Ni salut ni bienvenue. Les premiers mots de ma grand-mère sont pour ce bagage que je trimballe pour le week-end. Mes vêtements, mon cahier du jour et mon doudou pour la nuit, et quelques dessins pour offrir à ma mère que je chéris, à mon père que j’admire, à ma mamie qui me manque. Mon sac ne plaît pas à ma grand-mère.

Ni bonjour, ni bisou, ni bienvenue. De la tête aux pieds, ils me toisent, me scrutent et me jugent. Mes cheveux sont trop courts, mes chaussures trop voyantes et mon sac trop encombrant. Et moi, je suis trop tout. Et surtout de trop.

Je ravale mes larmes et ma fierté. Je souris poliment, les embrasse gentiment et entre timidement. C’est ma famille et ma maison. Je suis chez moi avec les miens.

Maman a cuisiné un colombo, Papa a préparé les vélos et Mamie a ressorti l’album photo.
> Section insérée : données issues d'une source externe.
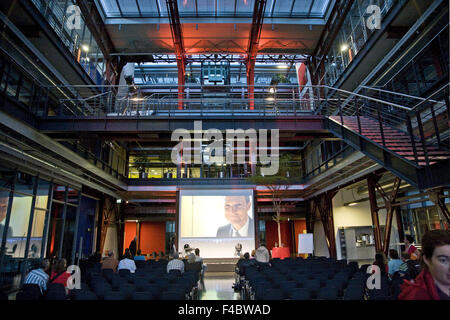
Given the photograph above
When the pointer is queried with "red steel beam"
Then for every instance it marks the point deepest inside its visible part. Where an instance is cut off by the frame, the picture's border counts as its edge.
(253, 45)
(177, 37)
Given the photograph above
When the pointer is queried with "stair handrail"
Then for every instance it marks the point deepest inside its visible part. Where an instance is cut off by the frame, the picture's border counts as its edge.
(369, 98)
(397, 93)
(429, 97)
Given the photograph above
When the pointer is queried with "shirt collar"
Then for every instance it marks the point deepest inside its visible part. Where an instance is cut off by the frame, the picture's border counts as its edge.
(243, 231)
Ce devrait être un beau week-end et je devrais être heureux. C’est ce que m’a dit ma famille d’accueil avant de partir. « Vous avez plein de choses à vous raconter et de câlins à rattraper. » Ils devraient être heureux. Heureux de me revoir, de me poser plein de questions sur l’école et les copains, de m’emmener voir la tante et le cousin. Mais le colombo est trop épicé, le vélo est trop petit et les photos sont trop vieilles. Ils ne connaissent pas mes amis et Tatie ne me reconnaît pas. Je suis là. Mais je ne suis plus là. C’est ma famille et ma maison. C’est ma mère que je chéris, mon père que j’admire et ma mamie qui me manque. C’est ma chambre avec mes jouets bien rangés et mon placard avec mes pantalons bien pliés. Je ne joue plus aux petites voitures depuis longtemps et j’ai pris deux tailles de vêtements.
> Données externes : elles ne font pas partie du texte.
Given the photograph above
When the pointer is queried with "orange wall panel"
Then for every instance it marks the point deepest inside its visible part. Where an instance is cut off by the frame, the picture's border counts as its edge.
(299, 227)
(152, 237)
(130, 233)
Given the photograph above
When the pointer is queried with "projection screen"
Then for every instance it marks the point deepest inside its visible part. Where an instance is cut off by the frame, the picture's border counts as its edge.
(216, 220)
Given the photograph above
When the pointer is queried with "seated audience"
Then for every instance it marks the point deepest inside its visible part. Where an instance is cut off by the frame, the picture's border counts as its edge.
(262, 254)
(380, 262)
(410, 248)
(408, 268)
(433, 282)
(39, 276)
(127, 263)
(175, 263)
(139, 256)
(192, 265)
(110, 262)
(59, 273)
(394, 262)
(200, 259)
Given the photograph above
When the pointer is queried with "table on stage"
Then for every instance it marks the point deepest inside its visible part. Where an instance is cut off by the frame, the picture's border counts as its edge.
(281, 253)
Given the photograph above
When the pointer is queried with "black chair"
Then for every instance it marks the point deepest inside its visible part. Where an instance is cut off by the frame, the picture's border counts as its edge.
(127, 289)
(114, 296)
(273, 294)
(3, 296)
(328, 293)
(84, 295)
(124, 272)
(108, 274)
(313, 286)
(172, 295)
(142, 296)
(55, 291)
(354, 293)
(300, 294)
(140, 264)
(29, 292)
C’est chez moi mais je ne suis plus là, c’est ma vie mais j’en suis sorti. Ils n’aiment pas ma coiffure, mes chaussures et mon sac. Je n’aime plus leur cuisine, mes jouets et nos souvenirs. Alors nous laissons passer le temps d’un week-end pluvieux et des repas silencieux. Dimanche soir je rentrerai dans ma famille d’accueil, je leur dirai que c’était génial et que j’ai hâte d’y retourner. Lundi matin je pleurerai leur absence et ils chériront ma présence. Parce que je les aime et qu’ils m’aiment, parce que sans eux c’est difficile, mais avec eux c’est impossible.